デロイトがSAPを使ったシステム開発で豊富な実績を持っていることは事実だが、業態や個別企業の業務実態によってはSAPが不向きなケースもあるし、デロイトに食品メーカーの業務実務に詳しいエンジニアがいたのかどうかという問題もある。また、ベンダに発注する企業側にも、システム開発に詳しく社内で要件を整理したりプロジェクトをマネジメントしつつ、ベンダを管理する能力もある人間が必要だが、グリコ側にそうした人間がおらず、プロジェクト体制がしっかり構築されていなかったという可能性も考えられる。

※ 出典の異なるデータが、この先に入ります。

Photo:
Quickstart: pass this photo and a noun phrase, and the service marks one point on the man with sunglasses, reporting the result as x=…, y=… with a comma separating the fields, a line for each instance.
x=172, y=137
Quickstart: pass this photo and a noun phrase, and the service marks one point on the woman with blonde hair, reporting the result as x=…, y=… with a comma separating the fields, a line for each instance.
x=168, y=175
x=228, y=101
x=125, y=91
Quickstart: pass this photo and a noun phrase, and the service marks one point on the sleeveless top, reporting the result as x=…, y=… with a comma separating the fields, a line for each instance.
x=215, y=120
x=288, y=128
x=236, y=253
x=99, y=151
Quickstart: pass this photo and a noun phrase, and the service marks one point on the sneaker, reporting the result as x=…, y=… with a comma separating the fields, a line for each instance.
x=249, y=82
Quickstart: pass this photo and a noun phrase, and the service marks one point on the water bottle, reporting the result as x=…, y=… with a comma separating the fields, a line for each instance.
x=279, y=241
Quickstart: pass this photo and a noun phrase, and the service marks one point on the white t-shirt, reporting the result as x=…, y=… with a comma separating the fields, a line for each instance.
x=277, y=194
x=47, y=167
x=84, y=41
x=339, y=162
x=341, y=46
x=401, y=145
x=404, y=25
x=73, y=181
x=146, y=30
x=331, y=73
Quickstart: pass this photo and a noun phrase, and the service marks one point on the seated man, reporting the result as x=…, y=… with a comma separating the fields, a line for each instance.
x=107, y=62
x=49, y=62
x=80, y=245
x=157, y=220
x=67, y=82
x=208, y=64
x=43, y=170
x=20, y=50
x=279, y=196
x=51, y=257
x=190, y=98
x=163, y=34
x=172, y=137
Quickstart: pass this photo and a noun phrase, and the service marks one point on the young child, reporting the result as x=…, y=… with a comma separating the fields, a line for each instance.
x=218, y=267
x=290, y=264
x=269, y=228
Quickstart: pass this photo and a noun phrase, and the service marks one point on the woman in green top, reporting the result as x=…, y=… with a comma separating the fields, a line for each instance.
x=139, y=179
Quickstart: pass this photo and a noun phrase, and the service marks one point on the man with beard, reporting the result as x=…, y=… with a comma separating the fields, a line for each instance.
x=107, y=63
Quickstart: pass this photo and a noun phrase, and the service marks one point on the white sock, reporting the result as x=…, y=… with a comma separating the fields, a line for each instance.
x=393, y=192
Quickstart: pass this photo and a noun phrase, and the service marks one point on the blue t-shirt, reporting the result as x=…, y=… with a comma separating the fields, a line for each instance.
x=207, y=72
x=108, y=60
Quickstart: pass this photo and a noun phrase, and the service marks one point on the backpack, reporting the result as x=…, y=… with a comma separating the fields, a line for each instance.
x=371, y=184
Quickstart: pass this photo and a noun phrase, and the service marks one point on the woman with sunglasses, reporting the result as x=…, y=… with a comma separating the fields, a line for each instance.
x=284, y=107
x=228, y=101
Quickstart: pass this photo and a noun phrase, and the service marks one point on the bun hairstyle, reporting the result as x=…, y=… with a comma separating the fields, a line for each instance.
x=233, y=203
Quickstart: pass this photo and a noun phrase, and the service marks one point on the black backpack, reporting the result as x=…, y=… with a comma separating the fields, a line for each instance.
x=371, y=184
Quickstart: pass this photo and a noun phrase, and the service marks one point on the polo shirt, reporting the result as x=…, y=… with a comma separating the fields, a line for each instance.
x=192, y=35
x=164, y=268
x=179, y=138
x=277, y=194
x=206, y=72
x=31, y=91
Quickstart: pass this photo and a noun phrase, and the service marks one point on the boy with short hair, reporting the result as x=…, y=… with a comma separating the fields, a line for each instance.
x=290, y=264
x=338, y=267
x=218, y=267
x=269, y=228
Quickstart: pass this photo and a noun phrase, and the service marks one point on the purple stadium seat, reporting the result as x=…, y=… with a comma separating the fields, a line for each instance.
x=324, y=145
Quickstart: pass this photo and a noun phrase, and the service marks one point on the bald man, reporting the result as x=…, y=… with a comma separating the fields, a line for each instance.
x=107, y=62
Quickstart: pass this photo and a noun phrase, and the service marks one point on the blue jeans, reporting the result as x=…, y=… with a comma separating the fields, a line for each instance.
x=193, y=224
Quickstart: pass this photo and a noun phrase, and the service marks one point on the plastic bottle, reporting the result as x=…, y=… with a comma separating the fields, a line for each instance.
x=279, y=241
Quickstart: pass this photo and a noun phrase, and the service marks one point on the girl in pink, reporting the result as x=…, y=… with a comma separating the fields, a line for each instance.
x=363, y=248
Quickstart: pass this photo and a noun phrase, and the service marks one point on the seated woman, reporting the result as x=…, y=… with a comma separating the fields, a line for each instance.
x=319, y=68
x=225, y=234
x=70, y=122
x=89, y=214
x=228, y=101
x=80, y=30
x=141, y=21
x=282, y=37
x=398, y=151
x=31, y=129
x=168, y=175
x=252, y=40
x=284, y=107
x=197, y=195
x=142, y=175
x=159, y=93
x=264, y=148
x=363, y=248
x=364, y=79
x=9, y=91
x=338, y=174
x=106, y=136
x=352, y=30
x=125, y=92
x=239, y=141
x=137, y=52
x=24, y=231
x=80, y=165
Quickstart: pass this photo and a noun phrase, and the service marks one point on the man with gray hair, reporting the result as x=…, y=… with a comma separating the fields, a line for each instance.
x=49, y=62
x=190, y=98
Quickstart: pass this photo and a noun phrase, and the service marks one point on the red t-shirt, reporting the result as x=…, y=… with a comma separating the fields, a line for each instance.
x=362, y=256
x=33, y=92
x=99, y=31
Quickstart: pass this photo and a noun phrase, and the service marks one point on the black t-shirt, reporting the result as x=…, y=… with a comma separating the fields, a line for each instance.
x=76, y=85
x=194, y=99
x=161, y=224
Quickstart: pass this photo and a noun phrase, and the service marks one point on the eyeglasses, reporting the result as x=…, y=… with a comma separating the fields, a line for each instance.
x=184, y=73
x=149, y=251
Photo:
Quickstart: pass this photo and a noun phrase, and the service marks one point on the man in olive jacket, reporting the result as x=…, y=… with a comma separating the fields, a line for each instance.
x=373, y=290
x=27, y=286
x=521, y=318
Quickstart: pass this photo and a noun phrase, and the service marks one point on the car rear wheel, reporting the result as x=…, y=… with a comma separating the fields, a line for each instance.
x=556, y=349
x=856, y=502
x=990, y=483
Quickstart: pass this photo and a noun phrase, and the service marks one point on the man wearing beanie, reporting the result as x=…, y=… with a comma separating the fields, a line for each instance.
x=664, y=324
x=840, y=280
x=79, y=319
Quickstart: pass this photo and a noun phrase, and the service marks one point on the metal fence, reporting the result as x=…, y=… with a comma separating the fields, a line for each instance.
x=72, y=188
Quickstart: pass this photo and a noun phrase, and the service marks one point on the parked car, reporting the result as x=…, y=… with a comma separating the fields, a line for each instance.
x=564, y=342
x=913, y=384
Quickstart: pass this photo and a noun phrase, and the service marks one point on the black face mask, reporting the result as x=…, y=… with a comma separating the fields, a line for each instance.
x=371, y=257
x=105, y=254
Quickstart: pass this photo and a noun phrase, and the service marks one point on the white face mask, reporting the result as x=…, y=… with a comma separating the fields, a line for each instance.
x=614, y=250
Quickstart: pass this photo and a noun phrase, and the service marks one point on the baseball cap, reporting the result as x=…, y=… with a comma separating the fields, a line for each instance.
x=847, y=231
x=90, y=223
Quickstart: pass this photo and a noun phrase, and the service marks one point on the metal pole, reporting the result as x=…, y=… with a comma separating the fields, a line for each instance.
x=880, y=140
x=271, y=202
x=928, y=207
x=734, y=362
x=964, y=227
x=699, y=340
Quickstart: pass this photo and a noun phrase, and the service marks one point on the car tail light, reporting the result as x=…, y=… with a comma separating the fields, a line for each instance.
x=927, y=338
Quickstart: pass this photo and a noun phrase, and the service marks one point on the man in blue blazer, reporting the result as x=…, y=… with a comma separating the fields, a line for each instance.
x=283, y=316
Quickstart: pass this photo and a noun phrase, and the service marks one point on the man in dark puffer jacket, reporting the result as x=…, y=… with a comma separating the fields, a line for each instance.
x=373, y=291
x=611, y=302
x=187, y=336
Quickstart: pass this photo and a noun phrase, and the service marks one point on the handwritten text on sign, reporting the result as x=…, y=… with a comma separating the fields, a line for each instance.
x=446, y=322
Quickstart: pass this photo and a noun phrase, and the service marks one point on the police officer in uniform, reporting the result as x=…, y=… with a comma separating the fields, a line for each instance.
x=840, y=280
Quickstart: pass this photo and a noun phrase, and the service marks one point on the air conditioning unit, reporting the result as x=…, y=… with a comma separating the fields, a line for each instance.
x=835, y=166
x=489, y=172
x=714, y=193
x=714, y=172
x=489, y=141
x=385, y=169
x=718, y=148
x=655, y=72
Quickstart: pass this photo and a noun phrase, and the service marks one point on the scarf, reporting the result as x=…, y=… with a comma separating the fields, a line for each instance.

日本企業では社内に大規模なシステム開発のノウハウを持っていないところも少なくなく、外部のベンダに頼り切りになってしまった結果、開発が失敗に終わるケースも珍しくない。特に統合基幹業務システムの開発・刷新は社内の複数の部署にまたがり業務そのものを変えていくため大規模かつ難易度が高く、プロジェクトが頓挫するケースもある。
また、なんだかんだと無理も聞いてくれる国内ベンダとは対照的に、外資系コンサルのベンダはドライなので、プロジェクトの途中で突然中止や『ゼロからやりなおし』を提案してきたり、『これはできない』と言ってきたりと、簡単に梯子を外してくることもある。なので発注する側に企業側にも高いスキルが求められる。グリコに関していえば、延期もしてさんざん時間もお金もかけてしまい、もう引っ込みがつかなくなり強引にリリースまで持ってきたはいいものの、いろいろな部分で不備が発覚して火が噴いているという印象。正常化まではかなり時間を要するのではないかと感じる」(大手IT企業SE)
過去には大規模システムの開発中止をめぐって発注元企業とベンダが訴訟に発展するケースもある。テルモは物流管理システム刷新プロジェクトが中止となり、2014年に委託先ベンダのアクセンチュアを相手取り38億円の損害賠償を求めて提訴。また、12年に基幹系システムの全面刷新を中止した特許庁は、開発委託先の東芝ソリューション(現・東芝デジタルソリューションズ)とアクセンチュアから開発費と利子あわせて約56億円の返納金の支払いを受けることで合意している。